Comissão da verdade de São Paulo recebe relatos de psicólogos sobre a ditadura

A Comissão Estadual da Verdade de São Paulo recebeu hoje (21), do Conselho Regional de Psicologia de São Paulo, uma série de relatos de psicólogos que, de alguma forma, foram vítimas de violência durante a ditadura militar (1964-1985) no país.

A coordenadora da Comissão de Direitos Humanos do Conselho Regional de Psicologia de São Paulo, Maria Orlene Daré, informou que 27 psicólogos paulistas contaram como a ditadura militar os atingiu. Os depoimentos fazem do projeto Psicologia e Direito à Memória e à Verdade, trabalho que começou a ser desenvolvido pelo conselho em setembro do ano passado. Maria Orlene disse que a  intenção é contribuir com o momento político atual e com as comissões Nacional e Estadual da Verdade, buscando dados e informações que possam ajudar a esclarecer todas as violações ocorridas naquele período.

À Comissão da Verdade, o conselho entregou uma pasta contendo os 27 depoimentos por escrito e CDs com vídeos dos relatos, de documentos e das atividades e oficinas que foram desenvolvidas durante o trabalho.

Segundo a presidenta do Conselho Regional de Psicologia, Maria de Fátima Nassif, os relatos reúnem histórias de pessoas que sofreram diretamente com a ditadura militar ou que a viveram por serem irmãos, filhos ou parentes de presos e torturados no período e também de profissionais que trabalharam com vítimas do regime. “O dossiê é muito variado, assim como o nível de implicação. Mas todos os depoimentos demonstram, de forma bastante forte, a amplitude desse mal.”

Na audiência de hoje, na Assembleia Legislativa, psicólogos relataram, de forma breve, as marcas que carregam da ditadura militar. Dois dos testemunhos foram dados por Carolina Helena Sombini e Maria Auxiliadora Cunha Arantes, conhecida como Dodora.

Carolina contou que, aos 5 anos, foi morar com a avó, porque sua mãe era militante política. “Minha mãe se separou quando eu tinha uns 2 anos de idade. A separação dela do meu pai foi motivada pela militância política, com a qual ele não concordava. O companheiro dela foi alguém que ela conheceu pela militância. Por causa da militância e de eles viverem na clandestinidade, passei a viver com minha avó materna. Minha mãe mudava muito, porque ninguém podia saber onde eles estavam”, lembrou Carolina.

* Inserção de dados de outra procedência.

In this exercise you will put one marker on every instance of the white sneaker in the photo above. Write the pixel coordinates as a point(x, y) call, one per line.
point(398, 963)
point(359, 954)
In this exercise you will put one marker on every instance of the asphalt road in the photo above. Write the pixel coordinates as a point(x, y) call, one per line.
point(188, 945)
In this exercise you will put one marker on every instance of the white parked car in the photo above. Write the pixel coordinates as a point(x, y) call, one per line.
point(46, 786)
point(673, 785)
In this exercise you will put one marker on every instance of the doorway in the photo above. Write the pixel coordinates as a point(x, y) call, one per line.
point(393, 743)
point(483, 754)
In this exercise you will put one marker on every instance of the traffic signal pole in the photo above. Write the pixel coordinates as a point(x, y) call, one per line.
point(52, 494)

“Quando ela ia me buscar na casa da minha avó, dizia que eu nunca poderia dizer onde ela estava morando. Eu tinha um medo enorme de conseguir guardar o caminho. Ao mesmo tempo, olhava ansiosamente porque queria saber onde ela estava. É uma sensação horrível”, relatou, emocionada. A mãe de Carolina e o companheiro foram presos e torturados pela ditadura militar. Mais tarde, em um ano que ela diz não se lembrar exatamente quaal, os dois foram soltos. “A ditadura roubou e me tirou o direito à convivência familiar.”

Em outro relato, Maria Auxiliadora de Almeida Cunha Arantes, conhecida como Dodora, contou que foi presa em 1968, quando estava com os dois filhos, que tinham, então, 2 e 3 anos de idade.

O projeto está sendo desenvolvido em todo o país e todos os relatos serão então reunidos em uma publicação com previsão de lançamento para setembro.